Batı, Türk Kurtuluş Savaşı’nda bükemediği bileği öpeceği yerde sözde bir “Ermeni Soykırımı” icat ederek, işlerine geldikçe temcit pilavı gibi kızdırıp kızdırıp ortaya koyuyorlar.

Acaba gerçekler nelerdir?

I.inci Dünya Savaşı’nda, Osmanlı birliklerinin Ruslarla savaştıkları sıralarda; Ermeniler, Osmanlı birliklerini arkadan vurarak, birlikleri iki ateş arasında bırakma yönüne gittikleri an: 24 Nisan 1915 günü, Ermeni Komiteleri Osmanlı Hükümetince kapatıldı. Bu komitelerde öne çıkmış yaklaşık 250 kişi tutuklandı. Ermenilerin sözde soy kırım olarak ilan ettikleri 24 Nisan gününde olan işte yalnızca bu tutuklamalardır.

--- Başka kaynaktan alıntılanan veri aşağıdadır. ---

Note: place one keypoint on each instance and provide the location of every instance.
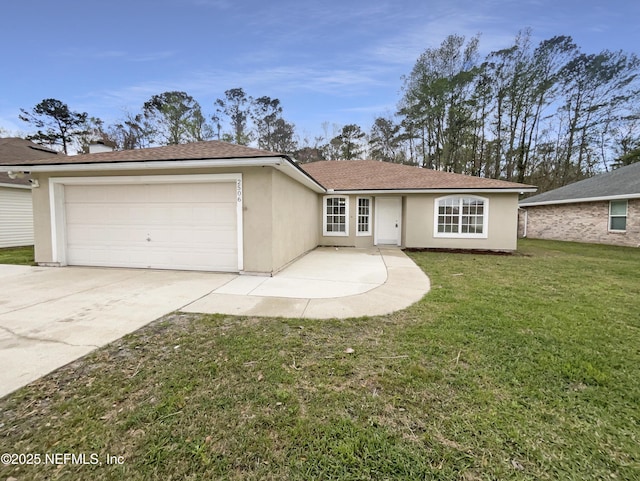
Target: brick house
(604, 209)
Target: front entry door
(388, 220)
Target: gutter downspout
(526, 221)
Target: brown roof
(212, 149)
(14, 149)
(375, 175)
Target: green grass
(522, 367)
(17, 255)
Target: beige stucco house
(604, 209)
(16, 211)
(224, 207)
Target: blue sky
(330, 61)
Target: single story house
(604, 209)
(224, 207)
(16, 212)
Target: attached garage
(190, 222)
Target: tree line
(545, 114)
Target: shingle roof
(212, 149)
(375, 175)
(624, 181)
(13, 149)
(337, 175)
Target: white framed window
(363, 227)
(335, 215)
(461, 216)
(618, 215)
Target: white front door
(388, 226)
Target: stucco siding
(16, 217)
(295, 226)
(501, 224)
(580, 222)
(257, 214)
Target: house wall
(580, 222)
(259, 223)
(294, 227)
(418, 224)
(16, 217)
(502, 224)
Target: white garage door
(161, 226)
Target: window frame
(368, 217)
(325, 214)
(461, 235)
(618, 216)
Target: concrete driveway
(52, 316)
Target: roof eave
(15, 186)
(281, 163)
(449, 190)
(524, 203)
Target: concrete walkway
(50, 316)
(326, 283)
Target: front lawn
(513, 367)
(17, 255)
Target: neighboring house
(604, 209)
(16, 213)
(225, 207)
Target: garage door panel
(165, 226)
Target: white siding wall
(16, 217)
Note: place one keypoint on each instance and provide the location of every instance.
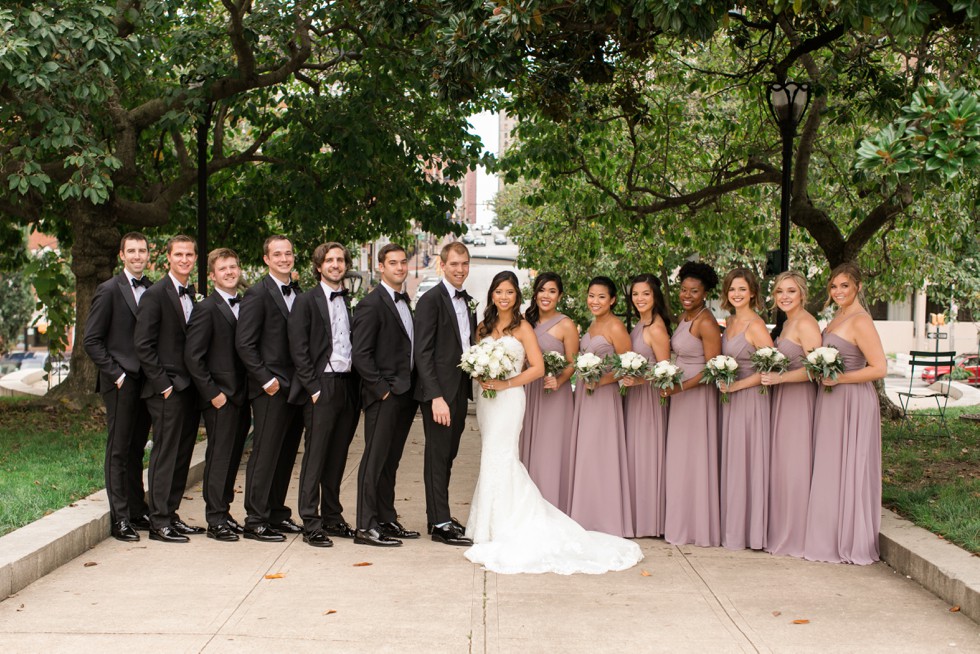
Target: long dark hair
(659, 305)
(490, 315)
(533, 313)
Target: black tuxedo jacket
(262, 339)
(109, 331)
(310, 342)
(382, 348)
(438, 348)
(210, 354)
(161, 333)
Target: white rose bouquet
(554, 365)
(628, 364)
(665, 375)
(769, 359)
(720, 369)
(489, 359)
(823, 363)
(588, 369)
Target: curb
(34, 550)
(944, 569)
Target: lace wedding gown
(514, 529)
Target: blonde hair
(797, 278)
(750, 279)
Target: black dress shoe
(450, 535)
(222, 533)
(263, 533)
(287, 526)
(376, 538)
(141, 522)
(317, 538)
(123, 530)
(183, 528)
(339, 530)
(168, 535)
(394, 529)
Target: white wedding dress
(514, 529)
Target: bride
(513, 527)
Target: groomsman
(262, 342)
(444, 326)
(109, 343)
(161, 331)
(327, 388)
(220, 379)
(383, 336)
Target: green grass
(50, 456)
(934, 479)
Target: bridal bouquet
(823, 363)
(489, 359)
(769, 359)
(665, 375)
(588, 369)
(628, 364)
(554, 365)
(720, 369)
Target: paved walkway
(216, 597)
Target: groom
(444, 327)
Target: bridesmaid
(548, 415)
(744, 419)
(845, 493)
(598, 498)
(645, 420)
(692, 428)
(793, 398)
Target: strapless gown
(514, 529)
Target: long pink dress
(791, 457)
(646, 437)
(744, 456)
(692, 513)
(548, 427)
(599, 498)
(844, 514)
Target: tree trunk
(93, 260)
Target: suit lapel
(273, 286)
(127, 290)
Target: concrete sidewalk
(216, 597)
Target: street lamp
(787, 104)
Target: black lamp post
(787, 104)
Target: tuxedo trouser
(227, 430)
(386, 426)
(175, 423)
(441, 447)
(128, 424)
(330, 426)
(275, 441)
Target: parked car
(969, 362)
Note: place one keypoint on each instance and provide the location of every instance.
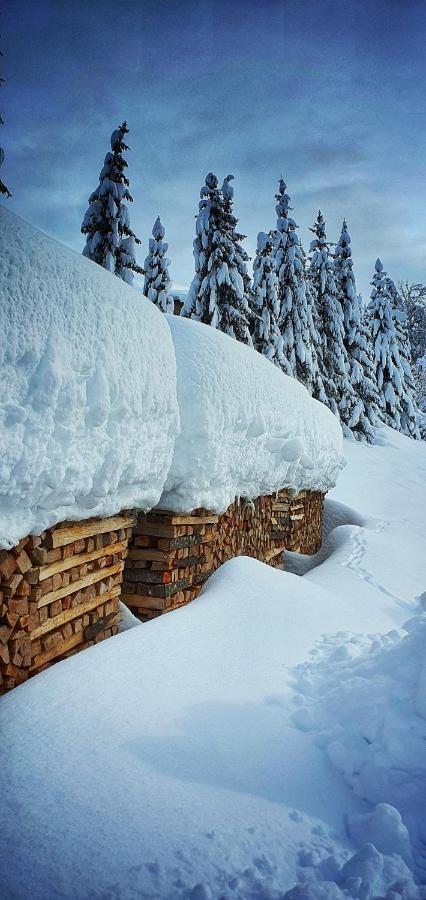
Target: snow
(89, 398)
(88, 410)
(246, 428)
(266, 741)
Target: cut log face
(170, 556)
(59, 593)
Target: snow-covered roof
(90, 403)
(246, 428)
(88, 411)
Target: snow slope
(89, 399)
(88, 410)
(246, 428)
(230, 749)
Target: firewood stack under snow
(59, 593)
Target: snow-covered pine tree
(157, 279)
(110, 241)
(267, 338)
(295, 316)
(217, 294)
(241, 258)
(402, 334)
(3, 188)
(357, 340)
(340, 395)
(395, 395)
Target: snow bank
(88, 411)
(88, 406)
(246, 428)
(364, 697)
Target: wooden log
(70, 614)
(76, 560)
(91, 579)
(73, 532)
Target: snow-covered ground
(268, 740)
(246, 428)
(88, 407)
(105, 404)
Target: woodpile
(170, 556)
(59, 593)
(169, 559)
(297, 521)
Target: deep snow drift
(232, 749)
(88, 410)
(89, 417)
(246, 428)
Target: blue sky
(331, 94)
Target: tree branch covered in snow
(267, 337)
(295, 316)
(110, 241)
(218, 295)
(157, 278)
(395, 388)
(340, 395)
(356, 340)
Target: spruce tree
(402, 334)
(340, 395)
(295, 315)
(267, 337)
(241, 258)
(157, 279)
(3, 188)
(110, 241)
(394, 392)
(356, 340)
(217, 295)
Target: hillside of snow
(266, 741)
(246, 428)
(88, 408)
(94, 417)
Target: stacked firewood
(169, 559)
(170, 556)
(297, 521)
(59, 592)
(245, 530)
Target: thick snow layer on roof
(88, 411)
(246, 428)
(230, 749)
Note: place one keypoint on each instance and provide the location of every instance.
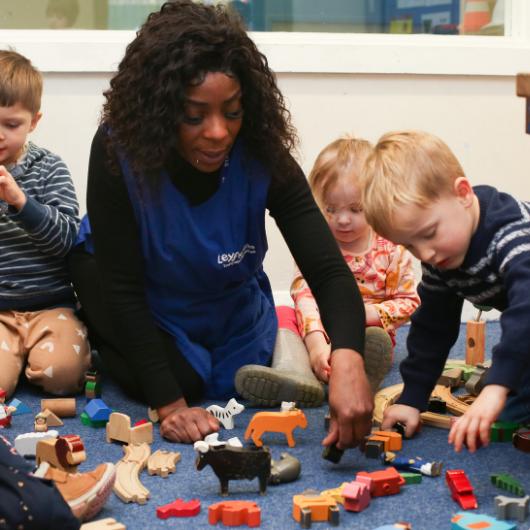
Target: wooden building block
(62, 407)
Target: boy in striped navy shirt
(38, 226)
(474, 244)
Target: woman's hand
(180, 423)
(408, 416)
(473, 428)
(350, 400)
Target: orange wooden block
(235, 513)
(307, 508)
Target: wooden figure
(461, 489)
(119, 429)
(235, 463)
(314, 508)
(62, 407)
(40, 424)
(475, 340)
(226, 414)
(284, 422)
(179, 508)
(235, 513)
(356, 496)
(128, 486)
(163, 463)
(64, 452)
(285, 470)
(52, 420)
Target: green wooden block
(85, 420)
(502, 431)
(411, 478)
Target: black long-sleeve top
(120, 263)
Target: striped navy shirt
(495, 272)
(35, 240)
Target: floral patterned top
(385, 278)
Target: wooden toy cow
(235, 463)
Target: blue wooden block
(22, 408)
(97, 410)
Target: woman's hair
(175, 48)
(20, 82)
(342, 158)
(406, 167)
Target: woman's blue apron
(204, 270)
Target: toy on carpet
(507, 482)
(163, 462)
(314, 508)
(119, 429)
(128, 486)
(62, 407)
(26, 444)
(226, 414)
(472, 521)
(512, 507)
(521, 439)
(287, 469)
(461, 489)
(179, 508)
(235, 463)
(235, 513)
(284, 422)
(64, 452)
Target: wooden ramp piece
(104, 524)
(163, 462)
(128, 486)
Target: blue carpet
(427, 505)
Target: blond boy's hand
(408, 416)
(319, 354)
(473, 428)
(10, 192)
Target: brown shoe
(85, 493)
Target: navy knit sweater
(495, 272)
(35, 240)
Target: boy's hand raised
(409, 416)
(473, 428)
(10, 191)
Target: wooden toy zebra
(226, 415)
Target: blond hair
(342, 158)
(406, 167)
(20, 82)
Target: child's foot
(377, 356)
(85, 493)
(268, 387)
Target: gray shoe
(268, 387)
(289, 379)
(377, 356)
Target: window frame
(300, 52)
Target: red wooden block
(461, 489)
(179, 508)
(235, 513)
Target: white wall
(480, 118)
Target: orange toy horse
(284, 422)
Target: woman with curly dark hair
(194, 145)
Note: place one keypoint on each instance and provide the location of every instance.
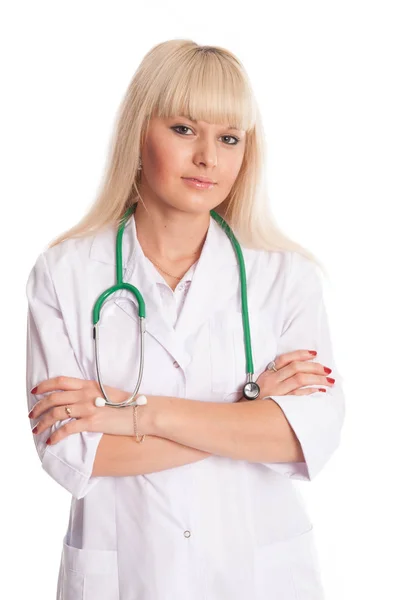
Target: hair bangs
(211, 90)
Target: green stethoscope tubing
(251, 389)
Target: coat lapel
(215, 281)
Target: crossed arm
(187, 431)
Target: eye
(236, 140)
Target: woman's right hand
(293, 372)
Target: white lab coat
(219, 528)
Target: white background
(327, 79)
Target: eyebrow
(195, 121)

Bu yalnızca bir önlemdi. Ermenilerin, Van’da isyan etmeleri ve Rusların 16 Mayıs 1915 tarihinde Van’ı Ermenilerin yardımıyla işgal etmeleri karşısında, 27 Mayıs 1915 tarihinde Geçici Göç Ettirme Yasası (Tehcir) çıkarılarak, belli bölgelerdeki Ermeniler Suriye, Lübnan ve Irak’ın belli yörelerine göç ettirildiler.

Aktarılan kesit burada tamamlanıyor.